I smoke at higher pit temps using fruitwoods. With a small knife I make a number of slits in the skin to allow the fat run out (duck has a lot) so the skin will chrisp up.

Jim


----------



## aesthete (Nov 27, 2008)

Uncle Bob said:


> I pull them when the temperture reaches 160* --- Tent and rest for 10-15 minutes...
> 
> Have Fun!



any approx idea if the minutes per pound will be close? i'm going to try to put them in so the ducks and turkey are done at the same time. (this is harder than you might imagine.. i'm smoking a turkey, frying two turkeys, ovenroasting a turkey, and smoking two ducks... all need to be ready remotely close to each other


----------



## Uncle Bob (Nov 27, 2008)

Sorry I can't help you with the minutes per pound rule of thumb. I don't know the size of your Turkey, ducks or the temperature your cooking etc -- but logically the ducks are somewhat smaller and will/should/could take less time to reach 160*--- At BBQ temps (225*-250*) I would plan on 2 1/2 -3 1/2 hours + or -

If your final desired results are ducks with a crisp skin then you will need to kick the temperature up considerably to roasting temps...At least in the 300* + range. Pricking the skin (not the meat) with a meat fork in several places so the fat will render off will help the skin to crisp...Making small slits with a sharp knife will also work...You may want to place a pan under the duck(s) to catch the fat for other/later uses....

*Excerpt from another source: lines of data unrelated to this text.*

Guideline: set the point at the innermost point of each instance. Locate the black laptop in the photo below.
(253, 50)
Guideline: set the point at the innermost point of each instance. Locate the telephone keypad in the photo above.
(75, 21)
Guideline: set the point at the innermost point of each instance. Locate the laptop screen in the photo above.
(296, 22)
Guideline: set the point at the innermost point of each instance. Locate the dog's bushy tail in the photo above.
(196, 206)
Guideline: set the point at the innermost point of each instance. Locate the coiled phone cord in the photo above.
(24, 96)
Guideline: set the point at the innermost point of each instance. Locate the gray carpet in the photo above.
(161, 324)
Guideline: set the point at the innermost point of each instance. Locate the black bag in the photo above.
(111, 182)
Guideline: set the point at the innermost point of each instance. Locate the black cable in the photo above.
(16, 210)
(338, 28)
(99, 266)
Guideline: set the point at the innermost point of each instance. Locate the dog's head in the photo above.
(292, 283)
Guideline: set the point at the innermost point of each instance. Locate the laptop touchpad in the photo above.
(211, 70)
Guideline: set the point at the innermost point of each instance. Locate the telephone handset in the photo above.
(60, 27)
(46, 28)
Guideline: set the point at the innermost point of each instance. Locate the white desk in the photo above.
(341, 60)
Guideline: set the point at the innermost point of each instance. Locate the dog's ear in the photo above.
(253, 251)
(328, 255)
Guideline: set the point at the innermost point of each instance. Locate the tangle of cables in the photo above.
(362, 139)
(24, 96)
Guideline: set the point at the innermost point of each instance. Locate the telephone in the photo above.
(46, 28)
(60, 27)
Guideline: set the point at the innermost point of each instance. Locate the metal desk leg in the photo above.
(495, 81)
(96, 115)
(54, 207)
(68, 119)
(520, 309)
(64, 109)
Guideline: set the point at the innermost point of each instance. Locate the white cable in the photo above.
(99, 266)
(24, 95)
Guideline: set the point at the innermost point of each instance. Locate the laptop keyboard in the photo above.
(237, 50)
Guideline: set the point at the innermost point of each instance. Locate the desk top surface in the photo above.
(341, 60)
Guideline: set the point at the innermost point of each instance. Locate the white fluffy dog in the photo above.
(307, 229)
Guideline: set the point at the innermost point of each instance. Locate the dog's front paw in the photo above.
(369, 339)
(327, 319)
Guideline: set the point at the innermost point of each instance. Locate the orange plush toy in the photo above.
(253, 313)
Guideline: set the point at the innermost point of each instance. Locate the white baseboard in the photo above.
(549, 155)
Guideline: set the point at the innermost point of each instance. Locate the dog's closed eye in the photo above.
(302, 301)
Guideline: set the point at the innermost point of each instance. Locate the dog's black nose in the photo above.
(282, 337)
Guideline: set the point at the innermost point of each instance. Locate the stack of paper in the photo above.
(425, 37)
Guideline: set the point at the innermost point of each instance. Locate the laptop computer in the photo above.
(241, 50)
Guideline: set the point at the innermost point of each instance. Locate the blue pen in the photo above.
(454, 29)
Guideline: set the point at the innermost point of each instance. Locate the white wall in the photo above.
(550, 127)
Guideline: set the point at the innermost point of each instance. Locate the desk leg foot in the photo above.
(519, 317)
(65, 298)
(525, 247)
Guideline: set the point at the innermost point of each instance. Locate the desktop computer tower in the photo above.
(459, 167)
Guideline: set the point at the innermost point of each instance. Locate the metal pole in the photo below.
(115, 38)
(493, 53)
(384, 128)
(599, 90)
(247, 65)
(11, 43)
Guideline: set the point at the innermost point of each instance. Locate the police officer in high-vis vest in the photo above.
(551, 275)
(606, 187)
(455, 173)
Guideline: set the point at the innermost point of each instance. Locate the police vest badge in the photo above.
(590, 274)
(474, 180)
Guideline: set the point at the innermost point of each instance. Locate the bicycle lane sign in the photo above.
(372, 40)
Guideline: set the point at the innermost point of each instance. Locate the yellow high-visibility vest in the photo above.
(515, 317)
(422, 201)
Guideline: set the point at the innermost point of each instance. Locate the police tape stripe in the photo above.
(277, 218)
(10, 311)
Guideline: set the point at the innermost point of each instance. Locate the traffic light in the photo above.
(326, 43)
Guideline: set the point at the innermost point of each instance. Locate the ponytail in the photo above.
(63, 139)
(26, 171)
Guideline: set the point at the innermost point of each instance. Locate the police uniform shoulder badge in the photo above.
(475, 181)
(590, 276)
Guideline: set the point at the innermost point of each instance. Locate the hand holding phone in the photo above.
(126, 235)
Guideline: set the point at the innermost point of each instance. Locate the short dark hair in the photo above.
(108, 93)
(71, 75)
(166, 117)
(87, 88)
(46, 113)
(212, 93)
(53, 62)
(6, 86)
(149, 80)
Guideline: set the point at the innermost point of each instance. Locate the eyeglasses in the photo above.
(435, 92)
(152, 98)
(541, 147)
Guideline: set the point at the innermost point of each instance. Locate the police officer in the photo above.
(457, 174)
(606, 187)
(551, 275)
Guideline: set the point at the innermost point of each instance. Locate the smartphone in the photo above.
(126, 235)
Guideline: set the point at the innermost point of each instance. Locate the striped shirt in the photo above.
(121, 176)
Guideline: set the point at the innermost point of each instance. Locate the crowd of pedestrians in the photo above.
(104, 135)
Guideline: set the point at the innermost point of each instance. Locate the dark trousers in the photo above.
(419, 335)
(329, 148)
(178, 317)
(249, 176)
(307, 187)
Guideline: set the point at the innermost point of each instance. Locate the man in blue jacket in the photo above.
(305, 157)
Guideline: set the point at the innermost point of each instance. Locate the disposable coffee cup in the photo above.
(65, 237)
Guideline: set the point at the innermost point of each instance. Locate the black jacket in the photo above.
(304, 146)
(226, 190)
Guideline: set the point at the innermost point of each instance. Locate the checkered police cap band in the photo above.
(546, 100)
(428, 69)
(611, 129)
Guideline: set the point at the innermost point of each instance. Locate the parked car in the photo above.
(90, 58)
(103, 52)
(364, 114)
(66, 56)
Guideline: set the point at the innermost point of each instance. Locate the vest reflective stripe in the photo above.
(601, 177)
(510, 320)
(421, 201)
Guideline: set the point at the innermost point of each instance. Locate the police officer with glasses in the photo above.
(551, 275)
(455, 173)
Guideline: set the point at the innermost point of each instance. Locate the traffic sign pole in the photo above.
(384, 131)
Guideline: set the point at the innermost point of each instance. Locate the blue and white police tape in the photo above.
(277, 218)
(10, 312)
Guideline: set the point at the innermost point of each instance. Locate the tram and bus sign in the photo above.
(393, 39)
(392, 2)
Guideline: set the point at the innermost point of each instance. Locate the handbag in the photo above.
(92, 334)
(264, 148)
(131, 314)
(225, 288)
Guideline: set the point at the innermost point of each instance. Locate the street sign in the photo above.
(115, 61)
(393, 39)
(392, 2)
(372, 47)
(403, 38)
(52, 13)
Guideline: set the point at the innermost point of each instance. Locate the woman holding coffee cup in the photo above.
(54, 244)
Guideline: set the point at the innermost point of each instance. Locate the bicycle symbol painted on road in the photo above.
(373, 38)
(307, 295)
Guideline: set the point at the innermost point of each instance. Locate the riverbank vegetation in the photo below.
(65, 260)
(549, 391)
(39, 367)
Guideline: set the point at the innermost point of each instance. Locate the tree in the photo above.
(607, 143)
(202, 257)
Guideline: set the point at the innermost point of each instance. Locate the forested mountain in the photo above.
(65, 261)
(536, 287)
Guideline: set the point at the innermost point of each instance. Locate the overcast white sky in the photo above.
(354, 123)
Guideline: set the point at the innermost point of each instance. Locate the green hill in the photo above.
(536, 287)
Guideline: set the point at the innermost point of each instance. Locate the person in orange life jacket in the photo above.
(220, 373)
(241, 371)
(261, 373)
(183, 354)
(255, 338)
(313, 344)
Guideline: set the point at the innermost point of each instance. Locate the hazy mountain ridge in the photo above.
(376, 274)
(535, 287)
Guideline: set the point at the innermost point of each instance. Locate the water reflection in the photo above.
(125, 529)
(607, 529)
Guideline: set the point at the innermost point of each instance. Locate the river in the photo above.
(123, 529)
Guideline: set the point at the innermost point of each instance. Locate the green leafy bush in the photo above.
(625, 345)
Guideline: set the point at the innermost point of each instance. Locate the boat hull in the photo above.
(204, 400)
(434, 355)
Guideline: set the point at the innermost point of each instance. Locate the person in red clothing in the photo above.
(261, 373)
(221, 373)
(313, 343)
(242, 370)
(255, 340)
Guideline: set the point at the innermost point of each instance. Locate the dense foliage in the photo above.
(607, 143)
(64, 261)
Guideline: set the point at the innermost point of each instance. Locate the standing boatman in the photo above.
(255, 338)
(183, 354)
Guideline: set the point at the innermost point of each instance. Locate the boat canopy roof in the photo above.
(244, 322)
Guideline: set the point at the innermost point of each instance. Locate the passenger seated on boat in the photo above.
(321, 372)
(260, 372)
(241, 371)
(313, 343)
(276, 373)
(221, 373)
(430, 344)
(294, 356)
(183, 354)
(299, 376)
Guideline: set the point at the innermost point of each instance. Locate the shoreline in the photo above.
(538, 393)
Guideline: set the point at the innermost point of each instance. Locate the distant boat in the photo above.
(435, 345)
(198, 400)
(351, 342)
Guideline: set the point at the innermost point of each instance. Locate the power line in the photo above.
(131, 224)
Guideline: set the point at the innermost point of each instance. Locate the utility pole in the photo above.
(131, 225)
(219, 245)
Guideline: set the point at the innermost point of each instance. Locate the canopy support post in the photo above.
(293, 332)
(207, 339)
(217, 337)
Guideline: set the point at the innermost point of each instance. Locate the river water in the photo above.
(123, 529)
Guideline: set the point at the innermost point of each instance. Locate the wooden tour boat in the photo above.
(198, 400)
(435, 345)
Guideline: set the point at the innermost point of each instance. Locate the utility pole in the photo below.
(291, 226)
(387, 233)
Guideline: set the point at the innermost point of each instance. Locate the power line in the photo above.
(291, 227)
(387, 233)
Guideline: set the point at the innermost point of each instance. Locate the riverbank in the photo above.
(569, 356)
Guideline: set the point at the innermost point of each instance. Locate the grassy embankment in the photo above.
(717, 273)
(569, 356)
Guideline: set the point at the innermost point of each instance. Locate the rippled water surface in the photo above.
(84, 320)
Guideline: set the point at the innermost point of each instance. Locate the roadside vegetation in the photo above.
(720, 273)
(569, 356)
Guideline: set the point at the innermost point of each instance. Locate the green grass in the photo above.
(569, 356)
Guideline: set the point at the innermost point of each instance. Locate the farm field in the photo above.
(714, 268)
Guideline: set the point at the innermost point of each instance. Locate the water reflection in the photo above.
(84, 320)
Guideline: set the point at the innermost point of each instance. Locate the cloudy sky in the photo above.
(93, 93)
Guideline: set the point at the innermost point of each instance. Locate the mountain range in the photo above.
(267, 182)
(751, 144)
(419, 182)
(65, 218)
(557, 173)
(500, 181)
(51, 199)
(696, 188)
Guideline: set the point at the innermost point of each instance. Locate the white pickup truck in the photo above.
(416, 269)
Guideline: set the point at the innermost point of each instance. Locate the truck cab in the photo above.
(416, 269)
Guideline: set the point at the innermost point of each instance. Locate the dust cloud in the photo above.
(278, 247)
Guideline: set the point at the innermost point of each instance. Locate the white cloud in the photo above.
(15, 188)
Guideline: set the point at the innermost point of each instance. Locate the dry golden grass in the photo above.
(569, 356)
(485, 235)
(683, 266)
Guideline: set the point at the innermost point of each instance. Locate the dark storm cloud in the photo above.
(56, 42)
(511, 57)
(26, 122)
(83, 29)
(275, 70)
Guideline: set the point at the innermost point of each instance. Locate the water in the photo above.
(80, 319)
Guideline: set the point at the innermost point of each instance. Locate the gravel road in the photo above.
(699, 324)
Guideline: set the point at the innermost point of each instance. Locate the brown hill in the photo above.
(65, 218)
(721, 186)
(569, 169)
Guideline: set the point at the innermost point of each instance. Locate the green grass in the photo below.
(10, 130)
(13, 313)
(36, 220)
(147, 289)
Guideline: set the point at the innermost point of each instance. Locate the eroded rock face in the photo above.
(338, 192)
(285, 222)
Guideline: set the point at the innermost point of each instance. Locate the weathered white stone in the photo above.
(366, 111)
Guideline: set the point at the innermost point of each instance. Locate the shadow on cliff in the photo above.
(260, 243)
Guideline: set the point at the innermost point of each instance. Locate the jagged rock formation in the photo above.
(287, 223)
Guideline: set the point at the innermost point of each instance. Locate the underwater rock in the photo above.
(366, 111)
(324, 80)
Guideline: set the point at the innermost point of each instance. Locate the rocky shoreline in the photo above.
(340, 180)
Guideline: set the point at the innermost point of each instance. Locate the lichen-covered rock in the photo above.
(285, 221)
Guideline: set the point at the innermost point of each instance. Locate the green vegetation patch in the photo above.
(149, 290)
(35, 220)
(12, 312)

Also you may want to consider cooking the ducks for a couple of hours with the turkey -- laying on some smoke flavor...then take them in the house and finish off in a hot (400*-450*) oven. This may help your timing, and will certainly help with crisping up the skin...

If a crsip skin is not your objective then just cook with the Turkey to 160*...Tent with foil...rest for 10-15 minutes...Slice and serve.

HTH..

Happy Thanksgiving!!!


----------